Emma McIntyre /VF19/WireImage

In February, after Centineo was spotted leaving the Vanity Fair Oscars Party with actress Lily Collins, she became the next target of romance speculation, only to have those rumors quashed as well. In recent days, however, the actor and his newly-shaved head confirmed rumors that he's dating Sports Illustrated model Alexis Ren by making things Instagram official.

With the notoriety, however, comes opportunity. Not only did Centineo land a role in Jackie Chan's directorial debut, The Diary, and a supporting role in this year's Charlie's Angels reboot, but he's landed a starring role in the upcoming action flick Valet and will also play He-Man in Sony's upcoming Masters of the Universe film. (And never fear—he'll be back as Peter in the TATBILB sequel  in 2020.)

"The ones who usually fail are the ones who give up. It's a waiting game.

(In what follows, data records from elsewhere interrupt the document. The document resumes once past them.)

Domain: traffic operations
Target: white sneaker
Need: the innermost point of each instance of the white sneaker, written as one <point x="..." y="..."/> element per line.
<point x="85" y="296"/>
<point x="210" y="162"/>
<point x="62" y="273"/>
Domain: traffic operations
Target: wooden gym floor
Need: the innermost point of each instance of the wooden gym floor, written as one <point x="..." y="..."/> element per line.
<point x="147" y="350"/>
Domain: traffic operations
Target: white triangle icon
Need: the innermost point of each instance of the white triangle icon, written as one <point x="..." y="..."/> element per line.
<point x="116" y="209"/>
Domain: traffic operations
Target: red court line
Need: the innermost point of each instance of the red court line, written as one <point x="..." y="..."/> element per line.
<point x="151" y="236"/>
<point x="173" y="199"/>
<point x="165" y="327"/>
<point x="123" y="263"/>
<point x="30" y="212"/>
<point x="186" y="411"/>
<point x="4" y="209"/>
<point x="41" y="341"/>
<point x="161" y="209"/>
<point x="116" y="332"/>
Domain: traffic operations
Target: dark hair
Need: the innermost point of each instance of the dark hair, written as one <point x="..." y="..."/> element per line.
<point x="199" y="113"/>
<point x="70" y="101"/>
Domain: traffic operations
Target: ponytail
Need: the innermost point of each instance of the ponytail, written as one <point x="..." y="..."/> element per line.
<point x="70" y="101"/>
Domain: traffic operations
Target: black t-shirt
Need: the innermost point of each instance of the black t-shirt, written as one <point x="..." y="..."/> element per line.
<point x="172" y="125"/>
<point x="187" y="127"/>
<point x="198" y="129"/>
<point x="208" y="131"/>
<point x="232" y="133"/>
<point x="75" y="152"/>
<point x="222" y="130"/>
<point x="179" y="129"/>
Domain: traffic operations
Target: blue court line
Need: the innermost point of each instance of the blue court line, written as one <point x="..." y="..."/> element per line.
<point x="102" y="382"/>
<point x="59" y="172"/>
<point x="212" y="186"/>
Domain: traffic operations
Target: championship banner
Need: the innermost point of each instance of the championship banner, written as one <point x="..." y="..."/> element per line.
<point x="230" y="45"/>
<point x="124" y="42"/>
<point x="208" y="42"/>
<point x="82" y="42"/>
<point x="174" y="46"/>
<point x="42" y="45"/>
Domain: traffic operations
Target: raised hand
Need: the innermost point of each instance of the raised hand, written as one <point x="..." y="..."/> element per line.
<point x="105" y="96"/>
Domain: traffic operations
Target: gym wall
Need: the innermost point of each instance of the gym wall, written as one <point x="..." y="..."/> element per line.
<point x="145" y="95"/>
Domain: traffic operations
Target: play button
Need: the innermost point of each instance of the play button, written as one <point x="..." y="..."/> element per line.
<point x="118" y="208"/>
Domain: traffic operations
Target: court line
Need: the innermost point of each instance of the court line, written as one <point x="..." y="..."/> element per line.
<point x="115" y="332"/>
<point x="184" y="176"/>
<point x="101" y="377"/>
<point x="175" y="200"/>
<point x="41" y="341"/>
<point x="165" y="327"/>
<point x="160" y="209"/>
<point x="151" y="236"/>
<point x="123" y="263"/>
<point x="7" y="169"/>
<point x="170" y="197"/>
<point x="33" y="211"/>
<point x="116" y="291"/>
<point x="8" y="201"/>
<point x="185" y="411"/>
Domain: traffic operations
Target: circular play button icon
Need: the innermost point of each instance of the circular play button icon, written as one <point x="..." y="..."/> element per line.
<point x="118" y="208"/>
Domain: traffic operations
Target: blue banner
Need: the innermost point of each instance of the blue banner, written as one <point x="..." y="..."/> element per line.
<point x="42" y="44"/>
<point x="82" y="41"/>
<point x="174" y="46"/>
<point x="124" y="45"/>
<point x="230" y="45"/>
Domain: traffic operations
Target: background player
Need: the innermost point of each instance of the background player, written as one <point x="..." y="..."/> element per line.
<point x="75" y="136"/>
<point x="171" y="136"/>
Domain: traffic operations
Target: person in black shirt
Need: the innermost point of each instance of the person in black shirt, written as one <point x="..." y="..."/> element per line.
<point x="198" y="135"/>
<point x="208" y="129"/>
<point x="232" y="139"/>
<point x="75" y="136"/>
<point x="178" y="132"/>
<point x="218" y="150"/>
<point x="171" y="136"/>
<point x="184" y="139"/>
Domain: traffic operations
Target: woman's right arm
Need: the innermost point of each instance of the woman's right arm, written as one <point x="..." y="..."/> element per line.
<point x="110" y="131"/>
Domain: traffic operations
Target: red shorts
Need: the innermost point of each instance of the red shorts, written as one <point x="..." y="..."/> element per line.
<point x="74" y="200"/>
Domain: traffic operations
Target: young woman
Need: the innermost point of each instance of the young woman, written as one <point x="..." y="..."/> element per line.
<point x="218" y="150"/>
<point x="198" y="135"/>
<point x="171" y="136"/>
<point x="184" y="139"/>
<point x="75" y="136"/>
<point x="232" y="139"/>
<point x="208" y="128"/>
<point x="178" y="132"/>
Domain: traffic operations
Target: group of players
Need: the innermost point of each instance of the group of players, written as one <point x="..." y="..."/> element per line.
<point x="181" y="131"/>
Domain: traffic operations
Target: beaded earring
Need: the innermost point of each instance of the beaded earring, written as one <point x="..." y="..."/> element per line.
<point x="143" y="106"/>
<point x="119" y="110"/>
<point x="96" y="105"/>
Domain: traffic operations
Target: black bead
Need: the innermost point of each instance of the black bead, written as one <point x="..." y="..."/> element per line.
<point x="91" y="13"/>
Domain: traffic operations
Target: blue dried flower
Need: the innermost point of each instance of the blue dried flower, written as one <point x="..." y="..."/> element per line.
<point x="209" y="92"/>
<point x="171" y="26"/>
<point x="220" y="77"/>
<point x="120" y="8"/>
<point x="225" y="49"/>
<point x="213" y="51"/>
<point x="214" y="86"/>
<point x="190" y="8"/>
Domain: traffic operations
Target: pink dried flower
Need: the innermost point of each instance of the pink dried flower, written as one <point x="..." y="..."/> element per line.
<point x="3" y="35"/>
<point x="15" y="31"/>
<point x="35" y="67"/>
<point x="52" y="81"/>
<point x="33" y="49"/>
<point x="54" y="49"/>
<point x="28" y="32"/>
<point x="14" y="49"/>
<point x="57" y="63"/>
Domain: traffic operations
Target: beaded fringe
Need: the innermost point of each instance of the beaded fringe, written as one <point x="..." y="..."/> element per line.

I've been doing it for 14 years…so 13 and a half years of my life was spent dedicating to something," he told MTV News last year. "And in the last five months—I'm not gonna say the followers and the fame or the notoriety is a milestone of my success and how good of an actor I am, but if a lot of people are acting to be seen in that light, then it takes time."

And he's not done yet.

With dreams of stepping outside the YA rom-com realm—"I'd like to do auteur pieces, something more existential and heavy. It's possible that like romantic drama would be a cool way to segue into other genres. I'm really into Gaspar Noé's work. I'm really into the Coen brothers, and the Nolan brothers," he told IndieWire—he freely admits that he's got a ways to go. "Everything that I'm doing right now, everything that I have done or everything I have lined up are stepping stones," he told THR. "I'm not anywhere near where I want to be."

"I'm taking steps," he told MTV News. "And there's a lot of good s--t in the work for 2019. I am incredible fortunate and privileged, I'd say."

With Centineo clearly in it for the long haul, we'd say we are too.